Apache Spark is an open-source general-purpose distributed data processing engine used to process and analyze large amounts of data efficiently. It has a wide array of uses in ETL and SQL batch jobs, processing of data from sensors, IoT Data Management, Financial Systems and Machine Learning Tasks.
Tungsten is a codename for the project in Apache Spark whose main function is to make changes in the execution engine. Tungsten engine in Spark is used to exponentially increase the efficiency of memory and CPU for its native applications by pushing standard performance limits further as per hardware compatibility.
Parquet is a column-based file format which is used to optimize the speed of queries and is very efficient than a CSV or JSON file format. Spark SQL supports both read and write functions on parquet files which capture schema of original data automatically
Spark is faster than Hive because it does the processing of data in the main memory of worker nodes thus preventing unnecessary I/O operations within disks.
The PageRank Algorithm in Spark delivers an output probability distribution which is used to represent the chances of a person randomly clicking on links arriving on a particular page.
Spark Streaming is an extension of the core Spark API.Its main use is to allow data engineers and data scientists to process real-time data from multiple sources like Kafka, Amazon Kinesis and Flume. This processed data can be exported to file systems, databases and dashboards for further analysis.
| Spark | Hadoop |
|---|---|
| It's a Data Analytics Engine | It is a Big Data Process Engine |
| Used to Process real-time data, using real-time events like Twitter and Facebook | Batch processing with a huge volume of data |
| Has a Low latency computing | Has a High latency computing |
| Can process data extracted interactively | Process the data extracted in batch mode |
| It is easier to use, enables a user to process data using high-level operators through abstractions | Hadoop's model is a bit complex, need to handle low-level APIs |
| Has an in-memory computation, thus, no external scheduler is required | The external job scheduler is required for memory computation |
| It is a bit less secure as compare to Hadoop | Highly secure |
| Costlier than Hadoop | Less Costly |
In Spark, Actions are RDD’s operation whose value returns back to the spark driver programs which then kick off a job to be executed in a cluster. Reduce, Collect, Take, saves Textfile are common examples of actions in Apache Spark.

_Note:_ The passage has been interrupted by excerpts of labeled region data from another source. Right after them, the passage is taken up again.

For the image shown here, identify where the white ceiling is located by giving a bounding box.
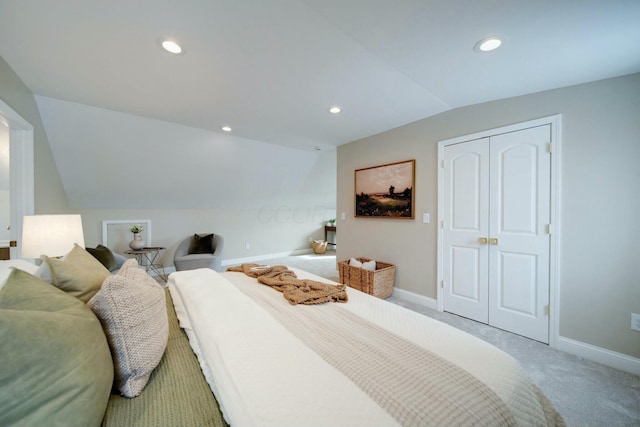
[0,0,640,149]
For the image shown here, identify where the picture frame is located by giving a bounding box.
[354,159,416,219]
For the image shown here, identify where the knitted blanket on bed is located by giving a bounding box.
[227,264,349,305]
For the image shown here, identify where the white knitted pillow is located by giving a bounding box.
[87,259,169,397]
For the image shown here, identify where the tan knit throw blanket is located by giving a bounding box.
[227,264,349,305]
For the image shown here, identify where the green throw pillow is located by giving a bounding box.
[189,234,213,255]
[43,245,111,303]
[0,269,113,426]
[85,245,118,271]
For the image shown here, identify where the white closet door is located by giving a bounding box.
[489,125,551,343]
[443,138,489,323]
[442,125,551,343]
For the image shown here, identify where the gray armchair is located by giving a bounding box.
[173,233,224,271]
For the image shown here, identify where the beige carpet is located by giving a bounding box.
[249,251,640,427]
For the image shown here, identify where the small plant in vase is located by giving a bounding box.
[129,224,145,251]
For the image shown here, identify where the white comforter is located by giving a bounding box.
[169,268,546,427]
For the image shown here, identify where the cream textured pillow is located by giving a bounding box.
[87,259,169,397]
[36,244,111,302]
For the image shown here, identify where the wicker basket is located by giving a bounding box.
[338,258,396,298]
[311,240,327,254]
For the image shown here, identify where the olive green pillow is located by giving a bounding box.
[0,269,113,426]
[41,244,111,303]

The optimizer used by Spark SQL is the Catalyst optimizer. Its main job is to optimize queries that are written in Spark SQL and DataFrame DSL. The Catalyst Optimizer runs queries much faster than its counterpart, RDD.
In Spark, if any partition of an RDD is lost due to the failure of a worker node, that partition can be re-computed using the lineage of operations from the original fault-tolerant dataset.

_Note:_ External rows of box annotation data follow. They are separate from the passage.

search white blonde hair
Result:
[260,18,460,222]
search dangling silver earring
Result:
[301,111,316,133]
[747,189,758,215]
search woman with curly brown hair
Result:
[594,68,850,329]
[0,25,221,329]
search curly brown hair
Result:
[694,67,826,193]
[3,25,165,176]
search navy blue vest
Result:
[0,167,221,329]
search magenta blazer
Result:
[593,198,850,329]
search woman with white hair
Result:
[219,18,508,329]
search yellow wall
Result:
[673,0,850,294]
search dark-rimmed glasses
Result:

Here are the uses of GraphX in Spark:
- It can be used for unifying ETL, exploratory analysis, and computation of iterative graphs within a single system.
- It can be used to present data in the form of graphs and collections while transforming and joining charts with RDD.
- It can be used for writing custom iterative graph algorithms with the help of Pregel API.
| RDD | Dataframe |
|---|---|
| It is the representation of a set of records and an immutable collection of objects within distributed computing. | It is used for storing data and is basically the equivalent to a table in a relational database with more precious optimization. |
| This is an array of reference for partitioned objects by representing a large set of data. | It is a distributed collection of data in the form of named rows and columns |
| Here all the datasets are logically partitioned across servers to be computed across different nodes in a cluster. | It has a matrix-like structure with different types of columns, such as numeric, logical, and so on. |
| This supports compile-time type safety, having been based on Object-Oriented Programming. | If there is a non-existent column that the user tries to access, there is an attribute error but no scope for compile-time type safety. |
| Almost all data sources are supported by RDD | Dataframes require data sources to be in the JSON, CSV, or AVRO format, whereas storage systems having HIVE, HDFS, or MySQL tables. |
In Spark, Coalesce is just another method for partitioning the data into a data frame. This is primarily used for reducing the number of partitions inside a data frame. It is most commonly used in cases where the user wants to decrease the amount of partitions without any confusion of shuffle.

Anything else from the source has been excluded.